Mean Squared Error (MSE): 5.76

Feature Importances:
AGE        0.956787
LSTAT      0.033914
DIS        0.009299
ZN         0.000000
CRIM       0.000000
NOX        0.000000
CHAS       0.000000
INDUS      0.000000
RM         0.000000
RAD        0.000000
TAX        0.000000
PTRATIO    0.000000
B          0.000000
dtype: float64


Question 9: Write a Python program to:
- Load the Iris Dataset
- Tune the Decision Tree’s max_depth and min_samples_split using
GridSearchCV
- Print the best parameters and the resulting model accuracy

In [8]:
from sklearn.datasets import load_iris
from sklearn.tree import DecisionTreeClassifier
from sklearn.model_selection import GridSearchCV, train_test_split
from sklearn.metrics import accuracy_score

# 1. Load the Iris Dataset
iris = load_iris()
X = iris.data
y = iris.target

# Split data into training and testing sets
X_train, X_test, y_train, y_test = train_test_split(X, y, test_size=0.3, random_state=42)

# 2. Tune the Decision Tree max_depth and min_samples_split using GridSearchCV
# Define the parameter grid to search
param_grid = {
    'max_depth': [None, 3, 5, 7, 10],
    'min_samples_split': [2, 5, 10, 15]
}

# Initialize the Decision Tree Classifier
dt_classifier = DecisionTreeClassifier(random_state=42)

# Initialize GridSearchCV
grid_search = GridSearchCV(estimator=dt_classifier, param_grid=param_grid, cv=5, scoring='accuracy', n_jobs=-1)

# Perform the grid search on the training data
grid_search.fit(X_train, y_train)

# 3. Print the best parameters and the resulting model accuracy
print(f"Best parameters found: {grid_search.best_params_}")

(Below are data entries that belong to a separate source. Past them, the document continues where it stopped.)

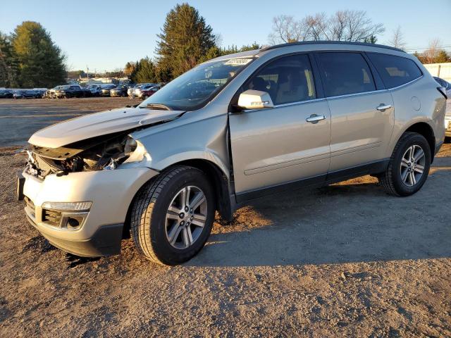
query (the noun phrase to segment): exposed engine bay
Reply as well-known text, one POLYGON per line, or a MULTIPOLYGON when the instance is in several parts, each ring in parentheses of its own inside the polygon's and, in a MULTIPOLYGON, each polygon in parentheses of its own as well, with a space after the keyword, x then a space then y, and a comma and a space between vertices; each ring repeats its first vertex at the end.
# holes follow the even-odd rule
POLYGON ((102 135, 60 148, 31 146, 25 170, 38 178, 47 175, 115 169, 137 148, 130 131, 102 135))

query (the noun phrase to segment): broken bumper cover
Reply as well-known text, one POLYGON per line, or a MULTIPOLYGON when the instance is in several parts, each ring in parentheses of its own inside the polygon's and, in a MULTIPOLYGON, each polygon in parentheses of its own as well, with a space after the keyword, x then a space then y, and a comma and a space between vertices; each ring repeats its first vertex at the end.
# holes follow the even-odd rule
POLYGON ((158 172, 134 168, 61 177, 49 175, 43 180, 26 173, 23 175, 29 222, 55 246, 75 255, 95 257, 121 252, 128 207, 140 187, 158 172), (85 201, 92 205, 80 227, 65 228, 46 221, 44 203, 85 201))
POLYGON ((100 227, 94 235, 82 241, 71 241, 43 232, 35 220, 27 215, 28 222, 54 246, 61 250, 83 257, 99 257, 121 254, 121 240, 123 224, 113 224, 100 227))

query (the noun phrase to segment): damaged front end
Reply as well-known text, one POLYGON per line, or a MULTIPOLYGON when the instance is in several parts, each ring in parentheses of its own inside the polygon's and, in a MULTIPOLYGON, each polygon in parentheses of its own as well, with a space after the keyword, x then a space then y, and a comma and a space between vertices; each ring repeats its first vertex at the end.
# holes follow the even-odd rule
POLYGON ((32 145, 25 172, 43 180, 49 174, 116 169, 137 149, 128 132, 102 135, 59 148, 32 145))

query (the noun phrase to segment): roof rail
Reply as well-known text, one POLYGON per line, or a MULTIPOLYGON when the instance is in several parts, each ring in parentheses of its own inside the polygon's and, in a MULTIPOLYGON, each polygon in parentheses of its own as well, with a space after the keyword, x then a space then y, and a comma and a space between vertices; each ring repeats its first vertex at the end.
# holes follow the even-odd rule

# Get the best estimator (model)
best_dt_model = grid_search.best_estimator_

# Make predictions on the test set with the best model
y_pred = best_dt_model.predict(X_test)

# Calculate the accuracy of the best model
accuracy = accuracy_score(y_test, y_pred)
print(f"Accuracy of the best model: {accuracy:.4f}")

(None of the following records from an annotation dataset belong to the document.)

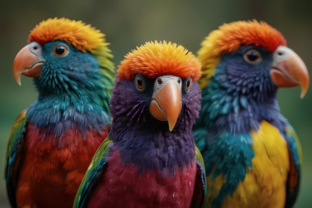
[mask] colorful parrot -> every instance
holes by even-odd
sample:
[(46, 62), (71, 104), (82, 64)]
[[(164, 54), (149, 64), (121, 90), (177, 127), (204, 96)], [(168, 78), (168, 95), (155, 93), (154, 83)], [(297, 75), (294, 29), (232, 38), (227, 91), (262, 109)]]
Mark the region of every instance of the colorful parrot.
[(13, 73), (33, 78), (37, 99), (11, 131), (5, 172), (13, 208), (72, 207), (93, 155), (108, 135), (115, 81), (105, 35), (90, 25), (49, 18), (32, 30)]
[(192, 130), (200, 108), (198, 59), (165, 41), (125, 58), (110, 101), (111, 131), (73, 207), (201, 207), (204, 166)]
[(204, 207), (292, 207), (302, 154), (277, 93), (300, 86), (305, 96), (305, 63), (279, 31), (256, 20), (225, 23), (201, 46), (202, 108), (193, 131), (206, 166)]

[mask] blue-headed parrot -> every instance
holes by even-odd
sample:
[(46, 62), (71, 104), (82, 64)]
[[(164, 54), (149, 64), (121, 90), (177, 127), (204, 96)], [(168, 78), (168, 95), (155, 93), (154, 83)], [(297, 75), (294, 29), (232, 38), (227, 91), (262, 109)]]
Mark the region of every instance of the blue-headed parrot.
[(176, 43), (148, 42), (117, 72), (112, 129), (73, 207), (201, 207), (204, 166), (192, 130), (200, 108), (198, 59)]
[(33, 78), (37, 100), (12, 128), (5, 169), (13, 208), (72, 207), (108, 135), (115, 67), (105, 35), (81, 21), (49, 18), (15, 57), (14, 77)]
[(207, 208), (290, 208), (301, 178), (302, 150), (282, 114), (280, 87), (309, 76), (276, 29), (256, 20), (224, 23), (197, 52), (202, 108), (193, 127), (206, 166)]

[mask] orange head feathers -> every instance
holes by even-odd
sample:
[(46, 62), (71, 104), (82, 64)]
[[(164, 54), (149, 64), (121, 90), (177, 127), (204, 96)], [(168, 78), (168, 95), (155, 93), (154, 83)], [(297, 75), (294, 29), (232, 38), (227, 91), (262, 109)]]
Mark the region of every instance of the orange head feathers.
[(253, 44), (273, 52), (279, 45), (286, 46), (286, 40), (276, 29), (255, 19), (224, 23), (211, 32), (201, 42), (201, 48), (197, 52), (203, 70), (199, 81), (200, 88), (209, 82), (214, 67), (223, 55), (242, 46)]
[(36, 41), (41, 45), (56, 40), (64, 41), (80, 51), (93, 53), (99, 46), (106, 47), (105, 35), (99, 30), (82, 21), (66, 18), (48, 18), (37, 24), (31, 31), (28, 42)]
[(117, 70), (119, 79), (131, 80), (139, 73), (151, 79), (170, 75), (195, 81), (201, 74), (195, 55), (171, 42), (148, 42), (125, 57)]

Best parameters found: {'max_depth': None, 'min_samples_split': 10}
Accuracy of the best model: 1.0000


Question 10: Imagine you’re working as a data scientist for a healthcare company that wants to predict whether a patient has a certain disease. You have a large dataset with mixed data types and some missing values.
Explain the step-by-step process you would follow to:
- Handle the missing values
- Encode the categorical features
- Train a Decision Tree model
- Tune its hyperparameters
- Evaluate its performance
And describe what business value this model could provide in the real-world setting.

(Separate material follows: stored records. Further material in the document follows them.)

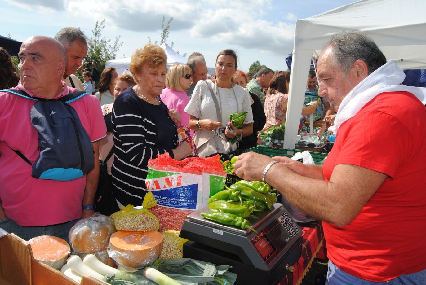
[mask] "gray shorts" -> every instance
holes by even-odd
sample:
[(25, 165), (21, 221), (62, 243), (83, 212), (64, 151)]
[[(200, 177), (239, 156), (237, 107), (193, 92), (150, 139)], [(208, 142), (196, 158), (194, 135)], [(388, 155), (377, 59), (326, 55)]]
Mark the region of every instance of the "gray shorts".
[(48, 235), (55, 236), (65, 239), (68, 242), (69, 230), (80, 219), (69, 222), (43, 227), (23, 227), (9, 218), (0, 220), (0, 228), (9, 233), (13, 233), (25, 240), (35, 237)]

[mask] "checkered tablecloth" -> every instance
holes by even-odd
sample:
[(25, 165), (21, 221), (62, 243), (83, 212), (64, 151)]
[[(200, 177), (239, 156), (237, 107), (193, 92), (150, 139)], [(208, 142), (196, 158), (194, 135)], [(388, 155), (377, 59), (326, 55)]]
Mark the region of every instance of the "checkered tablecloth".
[(302, 235), (302, 256), (294, 265), (294, 271), (287, 272), (279, 285), (299, 285), (309, 271), (324, 240), (324, 231), (320, 221), (298, 224), (303, 232)]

- Handle the missing values: Impute missing numerical values using the mean, median, or mode, and missing categorical values with a new category or the mode.

- Encode the categorical features: Use one-hot encoding for nominal categories and label encoding for ordinal categories to convert them into a numerical format the model can process.

- Train a Decision Tree model: Split the dataset into training and testing sets and fit the Decision Tree model to the training data.

- Tune its hyperparameters: Use techniques like Grid Search or Randomized Search with cross-validation to find the optimal values for parameters such as max_depth and min_samples_leaf.

- Evaluate its performance: Assess the model using metrics like accuracy, precision, recall, F1-score, and the confusion matrix on the testing set to understand its effectiveness.

- Business value: The model can assist clinicians with early, data-driven disease prediction, leading to earlier intervention, improved patient outcomes, and potentially reduced healthcare costs.